Advertising executives have to have their thumb on the pulse of pop culture at all times. After all, how else are you going to sell diapers for dogs if you can't quickly and accurately reference the latest episode of The Walking Dead? But all too often a marketing department will shoot for the "hip" and end up with the "wildly offensive." Nobody involved in these ads likely had anything but the best of intentions, which is why it's all the funnier that, with glistening eyes and purity in their hearts, they accidentally wound up endorsing pedophilia and the Nazis.
#6. Nestle Makes the Wrong Internet Reference
When Nestle decided to promote the new Kit Kat Instagram page for its Australia and New Zealand branches, they needed a mascot to help spread the word. After short deliberation, they decided that a bear playing drums was the ideal image to represent chocolate-covered wafer sticks. It worked because the drumsticks were actually Kit Kat bars, and what's friendlier than a big ol' snuggly teddy bear?
Plus, he's chunky, like the product, and like the target customer.
Inadvertent or not, Kit Kat's new mascot looked exactly like 4Chan's Pedobear:
via Sydney Morning Herald
Do not ask him to break off a piece of his bar.

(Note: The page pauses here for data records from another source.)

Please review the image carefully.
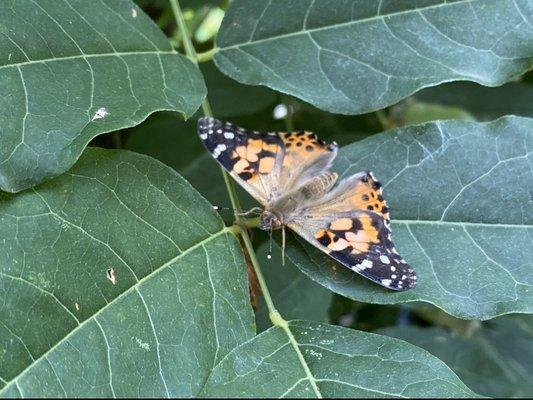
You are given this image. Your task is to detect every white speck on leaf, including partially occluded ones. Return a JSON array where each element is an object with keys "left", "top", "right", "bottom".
[
  {"left": 272, "top": 104, "right": 289, "bottom": 119},
  {"left": 91, "top": 107, "right": 109, "bottom": 121},
  {"left": 135, "top": 337, "right": 150, "bottom": 351},
  {"left": 308, "top": 349, "right": 322, "bottom": 360},
  {"left": 106, "top": 268, "right": 117, "bottom": 285}
]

If you're not familiar with the meme, it's a bear that molests children on the Internet. If you're not familiar with the Internet, it's the place that invents shit like this. Nestle pleaded total ignorance about the significance of their adopted character and quickly retired him to Mascot Island, where he is not allowed within 500 yards of the Keebler Elves at any time.
#5. Adidas Releases Shoes That Celebrate Slavery
When Adidas hired designer Jeremy Scott to come up with a new shoe for kids, he did what was natural and looked to his childhood for inspiration. He found it in a toy from the 1980s called My Pet Monster. It looked like this:
And was, presumably, "totally badical."
Scott's monster-inspired sneaker design, called the JS Roundhouse Mid, referenced the trademark orange shackles, and looked like this:
As a boy, Scott identified with the monster because it's tough being a teen.
According to the Rev. Jesse Jackson, the shoes were little more than an "attempt to commercialize and make popular more than 200 years of human degradation." To be fair to Scott, that probably wasn't the exact phrasing he used when he pitched the design to Adidas. You see what Scott was going for, now that you know the full story -- but it's not like My Pet Monster is an accessible reference to the sneaker-obsessed youth of today. And even if it was, they called the shoes "JS Roundhouse Mid" -- not "My Pet Monster Shoes" or "Totally Not Slave Kicks."
Adidas apologized for the unintentional allegory and decided not to release the sneakers, but they came to their designer's defense, promising that Scott's work was purely the result of an obsession with '80s pop culture ... and a big honkin' blind spot in American history.
#4. Manchester United's Newsletter Looks Like Nazi Propaganda
Soccer -- or "footsy kickball," as they call it in Europe -- is pretty serious business. And one of those serious businesses is an English team called Manchester United. They recently began releasing a weekly email newsletter for fans called United Uncovered, which, in defiance of the name, comes with a cover. Like this one:
An email formatted like a magazine? It's like it was designed in 1939 or something.
Huh. For some reason that black guy seems oddly out of place with the overall motif they've got going here ...
Well, to start, their logo looks like a Nazi reference from a dystopian sci-fi film.
"All men must use their assigned positions to defend the common goal!"
Of course, the swastika is a pretty simple shape, so it's understandable if you accidentally designed an abstract logo that's vaguely reminiscent of it. But how do you explain the severe and unflinching presence of the phrase "New Order" right next to it? If the term doesn't ring a bell, "The New Order" referred to Nazi-occupied Europe and was one of Hitler's favorite wacky catchphrases, right up there with "Do the Schutzstaffel shuffle!" and "I did NAZI that coming!"
The group's head of media, David Sternberg, released a full apology and promised to launch an internal investigation, which eventually concluded that the whole thing was a "bloody accident," no doubt enabled by decades of ceaseless World War II references in British comedies.